I fiori gialli e il leggero profumo della ginestra, o Genista, porteranno un soffio di primavera in casa
fiori ginestra e mandarino

Caladium

I Caladium sono piante rizomatose tropicali dalle foglie bellissime, screziate e sfumate, che variano dal verde al bianco, dal rosso al rosa. In Italia è difficile ricreare le condizioni climatiche ottimali, quindi probabilmente non fioriranno mai, ma poco importa: la parte più bella di questa pianta è la bellissima colorazione delle foglie. Per mantenerla, però, è necessario prestare attenzione alle sue esigenze .

Innanzitutto, hanno bisogno di una temperatura che non scenda mai sotto i 15°C; vanno irrigati e concimati con buona frequenza nel periodo primaverile-estivo, seguendo le indicazioni riportate sull’etichetta: il substrato deve sempre essere umido. È fondamentale anche che i Caladium siano in una posizione in cui possono ricevere luce abbondante, ma non diretta.

Vanno tenuti lontano dalle correnti d’aria e una volta trovato l’angolino giusto non vanno spostati. Un suggerimento: lo stato delle foglie indica lo stato di salute della pianta. Se ci sono segni di malessere (scolorimento, appassimento) è possibile che la pianta abbia bisogno di più luce.

Le bellissime le foglie del Caladium, dalle mille sfumature di rosso, bianco o rosa. Un tocco di leggerezza che rallegra l’atmosfera
foglie caladium

Campanula

Piccole campanelle bianche, rosa o viola: sono i fiori allegri della Campanula, che si trovano in questo momento sui bancali dei garden center fra le primizie primaverili. Graziose e delicate, sono in realtà piante rustiche, abbastanza resistenti e adattabili a diverse situazioni. L’importante è fornirle qualche ora di luce, ma non diretta, e un vaso che assicuri un buon drenaggio, in modo che non debba patire il marciume radicale causato dal ristagno idrico.

Le campanule sono piante da mezz’ombra e da fresco, che non sono condizioni tipiche degli ambienti interni. Quindi è possibile tenerle in casa per un periodo che non deve protrarsi troppo a lungo: se la pianta inizia a mostrare segni di sofferenza, è il caso di spostarla all’esterno, in un luogo riparato dal sole, con terriccio ricco e umido. Qui crescerà e si moltiplicherà facilmente, perdonando qualche distrazione dei suoi giardinieri.

Un consiglio: la Campanula non va confusa con il Platycodon grandiflorus. Questa pianta ha dei fiori a campana ma proviene dall’Oriente e prospera in pieno sole, mentre la Campanula deve essere posta in mezz’ombra e al fresco.

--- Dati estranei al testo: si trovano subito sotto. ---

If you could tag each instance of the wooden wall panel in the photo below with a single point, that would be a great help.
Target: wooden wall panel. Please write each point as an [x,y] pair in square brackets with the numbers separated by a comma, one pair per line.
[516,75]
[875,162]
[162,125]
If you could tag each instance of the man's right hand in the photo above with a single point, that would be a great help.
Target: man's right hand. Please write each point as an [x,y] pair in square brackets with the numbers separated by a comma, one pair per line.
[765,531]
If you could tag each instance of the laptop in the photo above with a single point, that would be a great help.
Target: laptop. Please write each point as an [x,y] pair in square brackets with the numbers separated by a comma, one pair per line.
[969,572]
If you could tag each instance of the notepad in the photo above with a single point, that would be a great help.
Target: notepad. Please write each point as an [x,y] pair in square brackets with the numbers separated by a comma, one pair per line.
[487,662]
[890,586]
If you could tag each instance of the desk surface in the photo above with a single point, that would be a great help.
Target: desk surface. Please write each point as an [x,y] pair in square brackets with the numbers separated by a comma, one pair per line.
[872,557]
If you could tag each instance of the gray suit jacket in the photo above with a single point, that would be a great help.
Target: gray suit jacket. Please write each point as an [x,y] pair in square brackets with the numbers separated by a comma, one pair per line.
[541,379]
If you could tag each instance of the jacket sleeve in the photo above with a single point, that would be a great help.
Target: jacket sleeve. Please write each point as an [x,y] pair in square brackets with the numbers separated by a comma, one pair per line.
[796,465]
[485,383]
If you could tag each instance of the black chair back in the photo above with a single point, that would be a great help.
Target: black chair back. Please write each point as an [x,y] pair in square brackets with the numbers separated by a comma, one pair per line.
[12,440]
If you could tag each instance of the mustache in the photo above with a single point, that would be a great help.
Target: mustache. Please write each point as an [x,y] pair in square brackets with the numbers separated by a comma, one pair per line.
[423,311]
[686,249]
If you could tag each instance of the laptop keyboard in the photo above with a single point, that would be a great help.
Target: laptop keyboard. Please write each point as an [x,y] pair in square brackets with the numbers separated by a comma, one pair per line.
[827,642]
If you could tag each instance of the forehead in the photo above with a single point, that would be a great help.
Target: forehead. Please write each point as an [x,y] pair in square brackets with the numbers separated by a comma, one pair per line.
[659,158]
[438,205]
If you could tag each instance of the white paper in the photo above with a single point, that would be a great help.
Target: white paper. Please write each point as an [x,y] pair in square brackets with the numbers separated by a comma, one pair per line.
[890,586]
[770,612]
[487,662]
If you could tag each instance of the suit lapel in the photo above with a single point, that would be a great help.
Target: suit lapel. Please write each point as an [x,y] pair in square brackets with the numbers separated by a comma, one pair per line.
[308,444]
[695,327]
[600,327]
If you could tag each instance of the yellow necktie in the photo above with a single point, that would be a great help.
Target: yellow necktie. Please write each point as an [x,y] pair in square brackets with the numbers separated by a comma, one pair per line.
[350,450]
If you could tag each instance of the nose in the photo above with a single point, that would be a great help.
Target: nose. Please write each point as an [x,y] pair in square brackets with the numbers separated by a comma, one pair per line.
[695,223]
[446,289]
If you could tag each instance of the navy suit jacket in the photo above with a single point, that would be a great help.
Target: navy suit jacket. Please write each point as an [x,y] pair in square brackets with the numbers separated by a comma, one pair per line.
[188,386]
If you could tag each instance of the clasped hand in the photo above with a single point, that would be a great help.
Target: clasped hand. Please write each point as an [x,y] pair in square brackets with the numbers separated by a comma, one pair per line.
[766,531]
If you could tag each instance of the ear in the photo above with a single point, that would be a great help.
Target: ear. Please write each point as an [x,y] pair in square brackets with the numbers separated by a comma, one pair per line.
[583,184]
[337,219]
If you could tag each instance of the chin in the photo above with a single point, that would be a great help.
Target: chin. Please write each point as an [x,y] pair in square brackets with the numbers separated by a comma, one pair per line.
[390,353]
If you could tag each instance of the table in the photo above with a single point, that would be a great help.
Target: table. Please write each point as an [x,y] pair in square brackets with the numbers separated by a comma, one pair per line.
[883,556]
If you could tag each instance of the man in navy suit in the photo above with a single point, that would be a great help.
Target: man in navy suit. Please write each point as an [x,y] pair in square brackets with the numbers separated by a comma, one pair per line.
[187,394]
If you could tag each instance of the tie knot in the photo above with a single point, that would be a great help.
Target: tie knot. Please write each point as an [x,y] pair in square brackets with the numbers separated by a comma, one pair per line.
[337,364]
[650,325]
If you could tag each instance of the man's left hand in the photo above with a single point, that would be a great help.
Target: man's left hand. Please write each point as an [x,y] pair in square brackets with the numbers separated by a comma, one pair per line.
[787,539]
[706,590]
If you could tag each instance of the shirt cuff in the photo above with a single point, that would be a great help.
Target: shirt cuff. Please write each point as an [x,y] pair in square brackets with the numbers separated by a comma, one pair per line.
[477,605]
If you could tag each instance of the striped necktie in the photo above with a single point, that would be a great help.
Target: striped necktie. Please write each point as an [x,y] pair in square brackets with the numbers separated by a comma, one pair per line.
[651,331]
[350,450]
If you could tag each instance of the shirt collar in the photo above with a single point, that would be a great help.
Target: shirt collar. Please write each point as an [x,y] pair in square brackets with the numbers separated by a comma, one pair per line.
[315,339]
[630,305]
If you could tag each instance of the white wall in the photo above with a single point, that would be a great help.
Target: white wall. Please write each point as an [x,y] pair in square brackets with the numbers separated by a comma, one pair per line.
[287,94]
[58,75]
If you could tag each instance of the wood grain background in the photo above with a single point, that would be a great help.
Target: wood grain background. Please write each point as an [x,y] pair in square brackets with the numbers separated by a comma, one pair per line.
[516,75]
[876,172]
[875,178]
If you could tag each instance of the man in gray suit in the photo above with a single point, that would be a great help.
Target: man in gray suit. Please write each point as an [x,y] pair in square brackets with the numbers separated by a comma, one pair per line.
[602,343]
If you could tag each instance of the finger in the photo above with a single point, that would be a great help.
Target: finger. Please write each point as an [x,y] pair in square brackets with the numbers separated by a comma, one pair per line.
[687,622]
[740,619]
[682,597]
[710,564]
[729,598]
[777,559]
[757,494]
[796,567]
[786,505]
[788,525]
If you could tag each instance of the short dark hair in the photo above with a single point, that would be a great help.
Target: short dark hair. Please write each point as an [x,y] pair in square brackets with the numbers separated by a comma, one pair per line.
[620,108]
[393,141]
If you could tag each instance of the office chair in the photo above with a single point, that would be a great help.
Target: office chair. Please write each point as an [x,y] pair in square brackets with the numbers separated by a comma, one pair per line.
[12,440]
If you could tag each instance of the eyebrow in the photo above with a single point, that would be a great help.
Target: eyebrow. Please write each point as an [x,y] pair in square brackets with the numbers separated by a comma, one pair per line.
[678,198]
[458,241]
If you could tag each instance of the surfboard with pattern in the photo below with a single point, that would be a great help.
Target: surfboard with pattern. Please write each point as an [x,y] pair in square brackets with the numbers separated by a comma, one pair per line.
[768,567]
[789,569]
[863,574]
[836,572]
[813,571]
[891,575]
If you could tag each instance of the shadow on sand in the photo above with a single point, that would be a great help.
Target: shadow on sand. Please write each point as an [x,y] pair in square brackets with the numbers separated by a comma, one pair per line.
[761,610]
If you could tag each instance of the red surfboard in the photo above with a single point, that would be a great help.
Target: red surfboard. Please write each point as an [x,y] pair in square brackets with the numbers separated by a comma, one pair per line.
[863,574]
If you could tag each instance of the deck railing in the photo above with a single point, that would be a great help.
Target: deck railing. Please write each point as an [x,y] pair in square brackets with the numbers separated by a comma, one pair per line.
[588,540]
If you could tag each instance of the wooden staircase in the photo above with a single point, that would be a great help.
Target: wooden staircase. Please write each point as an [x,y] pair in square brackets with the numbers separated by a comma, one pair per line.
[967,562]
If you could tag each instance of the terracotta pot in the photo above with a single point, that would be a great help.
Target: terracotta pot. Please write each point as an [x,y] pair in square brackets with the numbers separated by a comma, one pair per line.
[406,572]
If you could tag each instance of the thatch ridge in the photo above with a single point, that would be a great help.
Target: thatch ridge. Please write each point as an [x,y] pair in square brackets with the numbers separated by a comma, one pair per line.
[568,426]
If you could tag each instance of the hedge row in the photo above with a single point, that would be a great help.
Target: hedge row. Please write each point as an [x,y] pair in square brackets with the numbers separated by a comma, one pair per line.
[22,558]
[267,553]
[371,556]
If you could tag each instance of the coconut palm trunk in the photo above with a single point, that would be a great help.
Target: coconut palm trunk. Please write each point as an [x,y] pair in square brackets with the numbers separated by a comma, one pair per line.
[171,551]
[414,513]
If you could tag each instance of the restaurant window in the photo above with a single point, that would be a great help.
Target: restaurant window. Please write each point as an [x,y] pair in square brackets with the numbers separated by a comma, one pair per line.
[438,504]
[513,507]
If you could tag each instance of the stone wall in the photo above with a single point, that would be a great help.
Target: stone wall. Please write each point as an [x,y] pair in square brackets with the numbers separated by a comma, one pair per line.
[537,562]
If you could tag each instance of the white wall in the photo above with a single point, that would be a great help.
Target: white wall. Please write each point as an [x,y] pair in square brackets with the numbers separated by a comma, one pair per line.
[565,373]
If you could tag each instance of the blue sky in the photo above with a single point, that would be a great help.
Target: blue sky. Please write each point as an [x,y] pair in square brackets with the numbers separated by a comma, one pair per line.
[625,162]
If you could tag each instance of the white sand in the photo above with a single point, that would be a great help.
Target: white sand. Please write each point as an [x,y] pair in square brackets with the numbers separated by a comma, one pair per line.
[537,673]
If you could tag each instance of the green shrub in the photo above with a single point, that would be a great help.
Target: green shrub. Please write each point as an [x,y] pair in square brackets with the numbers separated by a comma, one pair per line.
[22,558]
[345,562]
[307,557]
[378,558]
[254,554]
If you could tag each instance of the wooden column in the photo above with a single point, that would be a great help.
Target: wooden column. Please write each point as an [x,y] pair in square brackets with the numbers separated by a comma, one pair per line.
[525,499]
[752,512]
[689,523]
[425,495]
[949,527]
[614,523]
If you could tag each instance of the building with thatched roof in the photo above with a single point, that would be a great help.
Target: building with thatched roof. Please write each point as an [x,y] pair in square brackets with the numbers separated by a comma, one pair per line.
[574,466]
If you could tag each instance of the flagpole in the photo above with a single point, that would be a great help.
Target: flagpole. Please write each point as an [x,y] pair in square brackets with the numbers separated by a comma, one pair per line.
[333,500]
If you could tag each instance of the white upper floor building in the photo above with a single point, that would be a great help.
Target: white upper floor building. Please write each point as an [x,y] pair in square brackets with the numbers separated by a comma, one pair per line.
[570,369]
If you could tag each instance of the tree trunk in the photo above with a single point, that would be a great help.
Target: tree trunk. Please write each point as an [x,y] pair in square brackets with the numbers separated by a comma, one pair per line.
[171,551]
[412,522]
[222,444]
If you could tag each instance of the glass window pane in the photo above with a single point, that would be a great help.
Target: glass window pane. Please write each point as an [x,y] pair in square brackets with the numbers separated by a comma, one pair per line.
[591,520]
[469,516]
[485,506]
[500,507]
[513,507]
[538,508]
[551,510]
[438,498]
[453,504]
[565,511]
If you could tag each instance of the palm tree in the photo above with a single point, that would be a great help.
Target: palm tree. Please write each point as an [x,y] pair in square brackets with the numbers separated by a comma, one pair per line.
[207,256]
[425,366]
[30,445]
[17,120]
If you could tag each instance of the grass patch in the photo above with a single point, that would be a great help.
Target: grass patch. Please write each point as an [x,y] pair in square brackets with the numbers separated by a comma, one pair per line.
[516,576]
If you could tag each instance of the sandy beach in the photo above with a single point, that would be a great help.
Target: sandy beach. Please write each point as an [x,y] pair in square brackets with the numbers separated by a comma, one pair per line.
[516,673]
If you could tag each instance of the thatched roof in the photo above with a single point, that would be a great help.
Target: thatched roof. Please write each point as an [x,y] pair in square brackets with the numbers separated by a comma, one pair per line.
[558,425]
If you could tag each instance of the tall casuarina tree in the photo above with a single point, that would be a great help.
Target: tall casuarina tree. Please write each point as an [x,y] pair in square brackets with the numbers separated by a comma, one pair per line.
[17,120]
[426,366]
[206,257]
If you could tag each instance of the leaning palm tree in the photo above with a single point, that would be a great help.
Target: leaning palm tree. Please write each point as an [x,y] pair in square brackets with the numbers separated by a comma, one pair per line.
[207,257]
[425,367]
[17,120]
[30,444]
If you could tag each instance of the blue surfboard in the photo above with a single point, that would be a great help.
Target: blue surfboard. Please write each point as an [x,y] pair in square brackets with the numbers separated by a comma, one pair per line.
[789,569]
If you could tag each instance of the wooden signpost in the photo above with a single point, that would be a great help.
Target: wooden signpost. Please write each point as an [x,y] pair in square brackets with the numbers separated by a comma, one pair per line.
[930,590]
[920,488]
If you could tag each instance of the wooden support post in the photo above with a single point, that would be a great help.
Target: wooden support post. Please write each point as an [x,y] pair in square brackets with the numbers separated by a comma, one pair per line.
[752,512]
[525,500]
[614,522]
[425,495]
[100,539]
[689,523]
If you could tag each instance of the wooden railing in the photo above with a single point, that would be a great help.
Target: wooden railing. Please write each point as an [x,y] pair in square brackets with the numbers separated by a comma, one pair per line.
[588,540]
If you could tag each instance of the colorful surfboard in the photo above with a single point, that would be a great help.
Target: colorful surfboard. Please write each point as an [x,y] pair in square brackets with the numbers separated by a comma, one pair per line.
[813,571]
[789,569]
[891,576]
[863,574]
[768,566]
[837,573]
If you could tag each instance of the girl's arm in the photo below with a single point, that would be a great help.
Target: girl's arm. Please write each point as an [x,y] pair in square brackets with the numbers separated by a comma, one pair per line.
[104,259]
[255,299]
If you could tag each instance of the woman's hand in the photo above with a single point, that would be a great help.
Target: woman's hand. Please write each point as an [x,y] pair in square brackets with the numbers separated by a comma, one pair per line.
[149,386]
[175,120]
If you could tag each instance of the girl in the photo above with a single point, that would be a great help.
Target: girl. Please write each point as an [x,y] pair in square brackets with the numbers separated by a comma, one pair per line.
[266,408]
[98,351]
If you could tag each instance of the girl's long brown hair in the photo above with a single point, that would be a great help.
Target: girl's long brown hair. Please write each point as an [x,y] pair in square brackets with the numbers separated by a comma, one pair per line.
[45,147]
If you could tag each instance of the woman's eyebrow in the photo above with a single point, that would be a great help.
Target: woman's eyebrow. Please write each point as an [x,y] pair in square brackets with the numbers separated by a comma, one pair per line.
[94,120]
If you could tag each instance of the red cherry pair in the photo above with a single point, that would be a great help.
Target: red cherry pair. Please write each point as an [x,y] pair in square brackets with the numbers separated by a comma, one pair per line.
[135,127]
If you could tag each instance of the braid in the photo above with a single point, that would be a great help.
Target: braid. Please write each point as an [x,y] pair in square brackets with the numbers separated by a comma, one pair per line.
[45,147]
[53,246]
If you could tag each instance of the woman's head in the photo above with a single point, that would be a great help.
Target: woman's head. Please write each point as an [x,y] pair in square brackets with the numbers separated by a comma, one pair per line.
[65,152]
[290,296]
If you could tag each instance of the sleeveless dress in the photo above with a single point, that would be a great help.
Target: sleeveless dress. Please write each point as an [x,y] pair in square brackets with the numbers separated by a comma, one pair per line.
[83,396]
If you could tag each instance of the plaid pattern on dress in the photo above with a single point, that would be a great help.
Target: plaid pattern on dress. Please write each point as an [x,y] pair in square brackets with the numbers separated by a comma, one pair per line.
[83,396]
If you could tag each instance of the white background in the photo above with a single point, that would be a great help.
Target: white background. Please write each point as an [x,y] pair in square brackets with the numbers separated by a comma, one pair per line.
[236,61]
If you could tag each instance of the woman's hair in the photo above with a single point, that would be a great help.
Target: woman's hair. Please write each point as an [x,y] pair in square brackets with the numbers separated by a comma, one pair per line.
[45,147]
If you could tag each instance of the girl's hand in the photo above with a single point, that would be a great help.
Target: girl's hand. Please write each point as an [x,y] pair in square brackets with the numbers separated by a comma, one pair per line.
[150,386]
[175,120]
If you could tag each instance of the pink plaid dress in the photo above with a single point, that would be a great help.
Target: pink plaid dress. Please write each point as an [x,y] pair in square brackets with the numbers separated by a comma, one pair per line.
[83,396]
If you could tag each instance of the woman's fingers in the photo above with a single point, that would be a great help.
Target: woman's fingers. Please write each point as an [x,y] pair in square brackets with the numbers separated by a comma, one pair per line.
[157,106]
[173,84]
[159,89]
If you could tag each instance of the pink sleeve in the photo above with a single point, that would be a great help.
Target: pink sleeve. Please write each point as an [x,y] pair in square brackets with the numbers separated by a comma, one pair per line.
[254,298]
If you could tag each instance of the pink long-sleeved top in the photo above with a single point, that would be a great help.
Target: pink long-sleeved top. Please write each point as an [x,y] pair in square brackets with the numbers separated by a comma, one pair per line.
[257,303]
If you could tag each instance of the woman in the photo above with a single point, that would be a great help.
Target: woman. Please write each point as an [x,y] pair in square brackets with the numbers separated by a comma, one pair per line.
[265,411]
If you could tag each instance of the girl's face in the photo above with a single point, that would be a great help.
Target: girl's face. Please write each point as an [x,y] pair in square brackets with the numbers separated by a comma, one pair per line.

Echi primaverili e pasquali sulla tavola: facile con le campanelle bianche, rosa o viola (tanto simile al Very Pery, colore dell’anno di Pantone) della Campanula
campanelle bianche e viola

Oxalis triangularis

Si tratta di una varietà che fa parte della grande famiglia dell’acetosella, il cui membro più famoso è un’erba di campo infestante molto conosciuta, cioè il trifoglio. L’Oxalis triangularis è una delle piante più presenti sui social, dove è facile trovare foto e consigli dei plant lovers. Si tratta di una pianta di piccole dimensioni, che ha bisogno di luce abbondante, ma non diretta.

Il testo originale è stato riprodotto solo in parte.